I got an email asking me what my thoughts are on dimensional modeling so I thought it would be better to make a post about this rather than an email. Thanks Allan for the inspiration.
First, I think it would be very wise to read books from Ralph Kimball and Bill Inmon to understand the approach to data modeling for the Enterprise Data Warehouse. Dimensional modeling can be good if not great but it does have drawbacks. First, let’s talk about what it is.
Dimensional modeling is a data model that is broken up into Dimensions and Facts. Dimensions have hierarchies like Country, Region, State, and City while Facts have measures like quantity, price, cost, and score. This approach makes it simple for a BI tool to take a person’s input in a GUI and translate that to SQL that is reasonably sure it will get the correct result. If you have a good dimensional model then you can switch BI Tools rather easily too.
Building the Model
How you build the model is argued by both Inmon and Kimball fans. One approach is to take various disparate data models from source databases and merge this into a common third normal form (3NF) structure. Then you can create dimensional models “easily” based on the various customers’ needs. The other approach is to skip the 3NF model and build sets of dimensional models with conforming dimensions for the entire enterprise.
I have found that the Kimball approach works better for the projects I’ve worked on. He does a great job in his books to stress the importance of having a strong sponsor so that IT doesn’t build a dimensional model they think the business wants. That is great advice. The problem with this is the “loser” of any dispute on how the model should be built won’t use the model. Terms are frequently overloaded in organizations and mean different things to different people. Getting everyone to agree on virtually every term in an organization is not usually feasible. So you end up with a model that only one group uses and it took too long to build because of the interviews and discussions.
This approach build that 3NF structure that takes the disparate data into a single model. So you acquire a new system or company and then that new data has to fit into this model. How long does that take to do? How much rework is there every time there is something that you hadn’t thought of?
A basic concept in project management is the Golden Triangle. It simple refers to the 3 variables in any project which are time, resources, and deliverables. You can’t control all 3 but you can control 2. You have to give some with one of these variables.
Most likely you have a fixed set of resources like 3 developers. You also have a set deliverable; build a dimensional model. The last variable is time and you can’t control this unless you either add more developers or deliver less of the model. This is key in understanding why a dimensional model has a big flaw. It takes too long to build it.
So what does the business users do while they wait for you to build their data model?
Time to Market
Time is everything in organizations. How fast can I get to my data? How fast can my queries execute? Making business users wait for you to build a model eats up time which equates to money. So why don’t you get out of the way?

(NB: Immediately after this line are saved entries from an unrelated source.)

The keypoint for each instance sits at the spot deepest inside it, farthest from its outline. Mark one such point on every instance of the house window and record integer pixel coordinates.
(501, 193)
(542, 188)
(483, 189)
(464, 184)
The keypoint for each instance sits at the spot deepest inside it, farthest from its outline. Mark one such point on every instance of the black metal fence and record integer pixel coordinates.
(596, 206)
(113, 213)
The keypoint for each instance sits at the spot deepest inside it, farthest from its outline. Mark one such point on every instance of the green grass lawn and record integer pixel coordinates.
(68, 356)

I think most business users are smart and I think they know SQL. I’ve never been in an organization that doesn’t have SQL savvy business users. So if they are smart and know how to program enough to get their job done, why don’t you just give them the data?

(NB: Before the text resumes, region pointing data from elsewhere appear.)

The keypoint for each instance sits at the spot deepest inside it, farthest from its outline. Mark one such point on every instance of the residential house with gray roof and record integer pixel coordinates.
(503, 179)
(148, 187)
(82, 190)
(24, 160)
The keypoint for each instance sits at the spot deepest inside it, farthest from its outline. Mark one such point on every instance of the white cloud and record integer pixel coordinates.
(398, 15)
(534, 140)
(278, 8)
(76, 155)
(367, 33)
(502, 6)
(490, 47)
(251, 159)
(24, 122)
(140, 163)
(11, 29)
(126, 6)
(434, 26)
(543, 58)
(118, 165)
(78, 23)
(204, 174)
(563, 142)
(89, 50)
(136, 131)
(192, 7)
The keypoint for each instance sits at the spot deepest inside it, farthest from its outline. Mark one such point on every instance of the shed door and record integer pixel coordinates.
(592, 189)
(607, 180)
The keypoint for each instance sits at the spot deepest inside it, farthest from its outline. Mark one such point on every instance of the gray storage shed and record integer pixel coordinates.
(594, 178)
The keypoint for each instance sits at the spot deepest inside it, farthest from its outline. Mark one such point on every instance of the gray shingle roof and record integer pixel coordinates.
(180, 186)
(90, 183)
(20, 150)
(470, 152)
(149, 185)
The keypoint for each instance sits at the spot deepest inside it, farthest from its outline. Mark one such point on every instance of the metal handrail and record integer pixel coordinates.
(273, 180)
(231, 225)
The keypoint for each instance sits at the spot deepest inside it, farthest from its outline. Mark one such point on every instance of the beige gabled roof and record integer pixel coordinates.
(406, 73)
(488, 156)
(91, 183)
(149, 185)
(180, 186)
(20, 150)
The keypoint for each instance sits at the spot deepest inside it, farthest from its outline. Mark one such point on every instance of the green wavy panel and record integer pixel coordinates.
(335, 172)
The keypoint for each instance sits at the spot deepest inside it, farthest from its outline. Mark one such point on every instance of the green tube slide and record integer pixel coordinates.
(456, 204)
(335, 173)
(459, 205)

I think the best model is a simple one. Just replicate the transactional systems into a large database like Greenplum and even Pivotal Hadoop now that it has HAWQ. Business users will query the data and then create their own de-normalized tables. You got out of their way and they got their job done much faster than if you created a dimensional model for them. You might build a dimensional model to make it easier to use with some BI tools after they have access to the data.
Most databases crumble on thought of letting users just execute any “bad” query they want. That is because most databases are designed for Online Transaction Processing (OLTP) and not big data. Look at my Tuning Guide for Greenplum to see how easy it is to maintain a rather robust database platform.
Direction of Industry
More and more organizations are embracing this approach. With Pivotal Hadoop or Greenplum database, you load all of the data into one cluster that scales easily, get great insights out of the data, have excellent time to market, have little to no development costs, and have very little administrator costs.
Businesses can’t wait for a long running queries and they certainly can’t wait for you to build a dimensional model.